Fetching halo node's features using RPC

sark777 · October 6, 2023, 8:32pm

Hi,

This question is similar to Calculate bytes sent and received with communication time per machine in distributed training, but I didn’t find a straightforward answer.

What is the best way to measure the time spent on rpc per minibatch per trainer?
As far as my current understanding goes, g.ndata["features"][input_nodes] also pulls features of the local nodes so some time will also be spent on retrieving the local nodes’ features from the local KVstore.
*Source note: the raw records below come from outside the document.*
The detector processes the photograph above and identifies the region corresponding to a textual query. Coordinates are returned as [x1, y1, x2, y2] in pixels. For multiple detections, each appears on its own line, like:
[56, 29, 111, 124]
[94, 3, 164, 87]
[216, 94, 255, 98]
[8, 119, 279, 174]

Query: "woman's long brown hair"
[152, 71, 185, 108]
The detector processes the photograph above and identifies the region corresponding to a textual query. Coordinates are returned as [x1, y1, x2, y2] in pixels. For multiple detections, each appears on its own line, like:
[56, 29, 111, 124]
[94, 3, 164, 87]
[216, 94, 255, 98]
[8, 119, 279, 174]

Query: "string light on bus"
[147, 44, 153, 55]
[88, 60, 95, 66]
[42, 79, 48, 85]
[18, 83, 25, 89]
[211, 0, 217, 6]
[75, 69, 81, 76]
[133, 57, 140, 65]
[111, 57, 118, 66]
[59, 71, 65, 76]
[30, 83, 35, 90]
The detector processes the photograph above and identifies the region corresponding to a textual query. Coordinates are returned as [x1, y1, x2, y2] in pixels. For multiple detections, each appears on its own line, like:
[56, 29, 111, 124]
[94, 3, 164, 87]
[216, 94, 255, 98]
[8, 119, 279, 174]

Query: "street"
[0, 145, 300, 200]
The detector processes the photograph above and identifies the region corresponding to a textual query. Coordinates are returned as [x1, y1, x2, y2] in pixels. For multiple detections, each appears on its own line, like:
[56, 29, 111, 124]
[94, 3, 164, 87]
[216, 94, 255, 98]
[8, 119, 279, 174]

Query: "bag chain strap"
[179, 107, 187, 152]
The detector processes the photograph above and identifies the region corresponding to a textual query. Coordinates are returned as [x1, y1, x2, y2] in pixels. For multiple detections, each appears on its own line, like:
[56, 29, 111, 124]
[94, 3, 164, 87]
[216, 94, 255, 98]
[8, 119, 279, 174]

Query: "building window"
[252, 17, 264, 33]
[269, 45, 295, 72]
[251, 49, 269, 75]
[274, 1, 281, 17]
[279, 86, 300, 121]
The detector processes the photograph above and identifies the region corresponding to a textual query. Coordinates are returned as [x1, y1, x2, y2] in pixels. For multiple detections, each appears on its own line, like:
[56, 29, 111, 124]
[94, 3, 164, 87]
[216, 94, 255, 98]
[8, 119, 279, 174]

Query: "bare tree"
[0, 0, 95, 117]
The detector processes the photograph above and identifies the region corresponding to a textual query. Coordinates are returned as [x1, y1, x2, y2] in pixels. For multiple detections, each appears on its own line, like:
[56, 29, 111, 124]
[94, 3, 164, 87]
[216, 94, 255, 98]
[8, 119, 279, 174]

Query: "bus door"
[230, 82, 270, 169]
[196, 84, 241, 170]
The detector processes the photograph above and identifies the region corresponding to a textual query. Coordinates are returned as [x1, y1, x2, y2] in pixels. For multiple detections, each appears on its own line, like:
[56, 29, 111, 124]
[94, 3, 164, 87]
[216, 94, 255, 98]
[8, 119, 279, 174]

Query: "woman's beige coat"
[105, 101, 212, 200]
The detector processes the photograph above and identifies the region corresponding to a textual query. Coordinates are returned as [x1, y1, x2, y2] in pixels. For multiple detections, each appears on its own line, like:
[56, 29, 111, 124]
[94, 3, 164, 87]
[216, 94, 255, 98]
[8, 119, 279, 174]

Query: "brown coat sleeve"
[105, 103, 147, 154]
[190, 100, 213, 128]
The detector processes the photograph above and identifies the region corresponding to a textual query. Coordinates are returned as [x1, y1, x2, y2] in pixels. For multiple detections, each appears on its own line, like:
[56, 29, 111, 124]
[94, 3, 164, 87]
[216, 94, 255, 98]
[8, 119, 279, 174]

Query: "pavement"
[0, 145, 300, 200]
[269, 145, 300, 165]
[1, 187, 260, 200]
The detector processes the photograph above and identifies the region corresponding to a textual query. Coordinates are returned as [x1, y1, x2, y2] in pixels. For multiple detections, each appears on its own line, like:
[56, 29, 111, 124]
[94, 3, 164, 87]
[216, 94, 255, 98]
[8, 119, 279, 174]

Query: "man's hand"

Is this overlapped with rpc?
How do I measure how many rpc calls were made per minibatch per trainer?
In this post When and how to fetch features on the remote machine, you mention -

In short, local ids will be converted to global ids and send request to target machines

However, doesn’t the input_nodes returned by the dataloader for step, (input_nodes, seeds, blocks) in enumerate(dataloader) already represent global_ids?

Thank you for your time!

minjie · October 7, 2023, 10:41pm

I don’t think there is straightforward way to do that besides digging into the codebase and time the remote and local operations separately.
Yes, it is overlapped with rpc.
Similar answer to 1.
Yes, the ID returned by enumerator is always global IDs. The local IDs are internal implementation details.

system · November 6, 2023, 10:41pm

This topic was automatically closed 30 days after the last reply. New replies are no longer allowed.